Louise Little folds easily into her compact Renault. In the thin January sunlight of a Belfast Monday morning, she is navigating the Shankill Road, a main thoroughfare that starts near the city center and dips west through a working-class Protestant neighborhood. Just on the other side of the peace wall, maybe 300 yards from the Shankill Road, is the Falls Road, where some storefronts are Kelly green, street signs have Gaelic lettering and neighborhood murals celebrate an alternate version of Belfast's story. ("You look at these murals and see a guy who's shot many, many people, and they think he's a god," Hemingway says. "Other people think he's a murderer.") The 32-year-old Little, who bristles with purpose, works and drives both sides of every sectarian street. She is the Giants' community foundation coordinator.
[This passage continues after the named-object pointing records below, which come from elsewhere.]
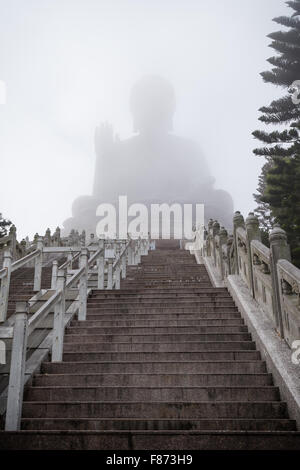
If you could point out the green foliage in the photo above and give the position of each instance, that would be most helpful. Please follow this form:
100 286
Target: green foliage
278 192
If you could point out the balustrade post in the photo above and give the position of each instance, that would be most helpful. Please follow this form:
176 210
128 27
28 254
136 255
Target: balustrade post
69 265
54 274
279 249
238 221
118 276
129 255
229 245
5 283
38 266
110 274
253 233
13 242
100 266
222 241
17 369
58 323
83 285
215 231
124 262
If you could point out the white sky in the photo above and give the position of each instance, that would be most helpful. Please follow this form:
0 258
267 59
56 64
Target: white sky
70 64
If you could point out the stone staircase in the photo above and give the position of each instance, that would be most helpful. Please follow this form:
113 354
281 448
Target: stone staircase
166 362
21 286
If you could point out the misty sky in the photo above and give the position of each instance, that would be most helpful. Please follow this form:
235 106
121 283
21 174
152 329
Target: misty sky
70 64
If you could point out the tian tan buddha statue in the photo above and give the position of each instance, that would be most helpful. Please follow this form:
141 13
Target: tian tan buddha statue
154 166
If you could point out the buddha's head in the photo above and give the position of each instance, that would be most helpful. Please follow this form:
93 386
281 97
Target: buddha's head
152 103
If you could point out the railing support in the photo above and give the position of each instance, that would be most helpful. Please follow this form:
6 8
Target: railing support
279 249
110 274
17 369
83 285
54 274
124 265
5 283
38 267
58 323
253 233
101 266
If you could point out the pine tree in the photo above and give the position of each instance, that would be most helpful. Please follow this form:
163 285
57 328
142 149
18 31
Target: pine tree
4 226
278 195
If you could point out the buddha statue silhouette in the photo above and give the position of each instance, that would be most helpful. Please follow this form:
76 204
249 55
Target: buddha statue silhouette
154 166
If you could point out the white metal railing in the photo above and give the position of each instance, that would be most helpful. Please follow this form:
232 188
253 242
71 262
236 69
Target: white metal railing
273 281
121 254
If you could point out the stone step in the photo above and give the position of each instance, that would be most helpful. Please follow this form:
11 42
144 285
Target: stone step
80 337
160 338
117 294
199 289
123 323
161 310
160 347
153 394
82 356
159 330
149 440
137 409
92 303
207 316
122 424
155 380
143 367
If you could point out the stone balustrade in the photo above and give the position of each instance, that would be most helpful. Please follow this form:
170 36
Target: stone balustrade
272 280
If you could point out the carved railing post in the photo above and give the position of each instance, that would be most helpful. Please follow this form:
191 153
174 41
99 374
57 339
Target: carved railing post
83 285
279 249
253 233
17 369
222 241
215 232
101 266
124 261
209 237
238 221
5 283
38 266
13 241
69 265
54 274
58 322
47 240
230 268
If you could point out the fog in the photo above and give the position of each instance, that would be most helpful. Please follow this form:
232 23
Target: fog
70 65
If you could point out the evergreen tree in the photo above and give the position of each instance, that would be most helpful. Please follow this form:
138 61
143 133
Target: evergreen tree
278 195
4 226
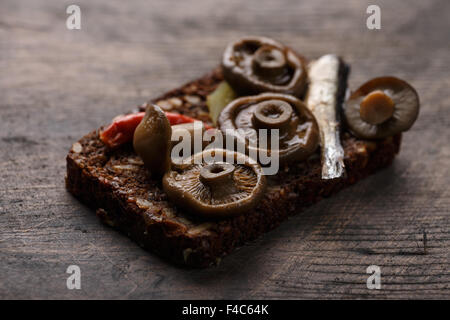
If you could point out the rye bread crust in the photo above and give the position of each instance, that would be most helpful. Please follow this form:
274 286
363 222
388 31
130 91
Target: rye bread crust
116 184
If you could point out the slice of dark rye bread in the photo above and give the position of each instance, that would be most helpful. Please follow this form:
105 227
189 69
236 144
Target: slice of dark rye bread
116 184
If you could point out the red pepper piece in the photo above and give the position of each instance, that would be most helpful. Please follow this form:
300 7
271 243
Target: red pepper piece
121 130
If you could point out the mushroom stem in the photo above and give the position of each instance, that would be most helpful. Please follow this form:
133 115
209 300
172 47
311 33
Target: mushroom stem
218 177
376 107
272 114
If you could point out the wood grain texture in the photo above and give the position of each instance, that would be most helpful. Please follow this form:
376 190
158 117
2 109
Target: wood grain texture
56 85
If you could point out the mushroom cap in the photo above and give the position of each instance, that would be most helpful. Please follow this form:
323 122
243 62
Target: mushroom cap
299 132
151 140
406 108
216 189
253 65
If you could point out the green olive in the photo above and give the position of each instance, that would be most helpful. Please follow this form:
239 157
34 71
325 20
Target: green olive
152 141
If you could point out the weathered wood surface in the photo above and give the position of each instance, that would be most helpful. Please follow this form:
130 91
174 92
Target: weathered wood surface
56 85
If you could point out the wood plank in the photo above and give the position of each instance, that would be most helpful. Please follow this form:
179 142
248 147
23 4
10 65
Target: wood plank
57 85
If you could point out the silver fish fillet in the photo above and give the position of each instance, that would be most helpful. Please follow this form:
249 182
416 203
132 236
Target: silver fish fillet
327 85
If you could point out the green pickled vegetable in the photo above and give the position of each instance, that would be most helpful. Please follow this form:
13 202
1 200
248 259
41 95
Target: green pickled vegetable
217 100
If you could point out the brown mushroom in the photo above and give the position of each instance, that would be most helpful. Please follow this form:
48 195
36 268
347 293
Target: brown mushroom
298 130
382 107
216 189
258 64
151 140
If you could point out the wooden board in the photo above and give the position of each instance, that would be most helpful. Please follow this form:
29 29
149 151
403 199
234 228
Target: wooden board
57 84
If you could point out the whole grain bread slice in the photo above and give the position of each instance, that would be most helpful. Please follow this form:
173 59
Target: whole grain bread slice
116 184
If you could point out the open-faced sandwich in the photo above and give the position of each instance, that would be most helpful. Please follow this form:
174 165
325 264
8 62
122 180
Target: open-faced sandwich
206 167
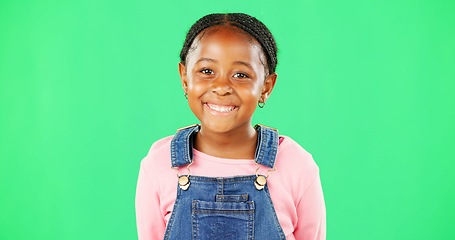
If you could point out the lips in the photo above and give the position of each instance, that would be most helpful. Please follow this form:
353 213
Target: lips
220 108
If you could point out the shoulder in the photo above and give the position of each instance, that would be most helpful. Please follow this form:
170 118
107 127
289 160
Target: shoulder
295 160
158 157
290 149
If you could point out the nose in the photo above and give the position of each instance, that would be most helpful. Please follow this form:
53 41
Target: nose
222 86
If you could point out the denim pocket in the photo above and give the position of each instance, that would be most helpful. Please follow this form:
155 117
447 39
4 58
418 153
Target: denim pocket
222 220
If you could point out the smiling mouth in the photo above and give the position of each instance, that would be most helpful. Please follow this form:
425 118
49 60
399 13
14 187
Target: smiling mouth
220 108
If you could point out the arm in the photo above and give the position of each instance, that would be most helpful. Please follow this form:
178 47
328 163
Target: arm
150 222
311 213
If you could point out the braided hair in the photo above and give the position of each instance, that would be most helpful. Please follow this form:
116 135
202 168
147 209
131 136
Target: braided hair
245 22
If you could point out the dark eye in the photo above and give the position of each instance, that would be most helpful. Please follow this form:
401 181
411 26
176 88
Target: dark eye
207 71
240 75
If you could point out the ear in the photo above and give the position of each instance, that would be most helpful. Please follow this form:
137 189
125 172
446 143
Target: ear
269 83
183 78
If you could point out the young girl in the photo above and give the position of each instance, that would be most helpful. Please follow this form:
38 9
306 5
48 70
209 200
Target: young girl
224 178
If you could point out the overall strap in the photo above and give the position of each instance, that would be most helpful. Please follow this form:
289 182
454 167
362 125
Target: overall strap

She is also part of a city's conscience.
When the players arrive in Belfast each season—and imports turn over almost every year—Little takes them, in groups of two or three, around the city. Some come knowing a little about the city's background; others are a blank slate. "Nobody knew what an Irish car bomb was until we got here," says winger Dan Welch, who played at the University of Minnesota. "We all assumed it was a drink."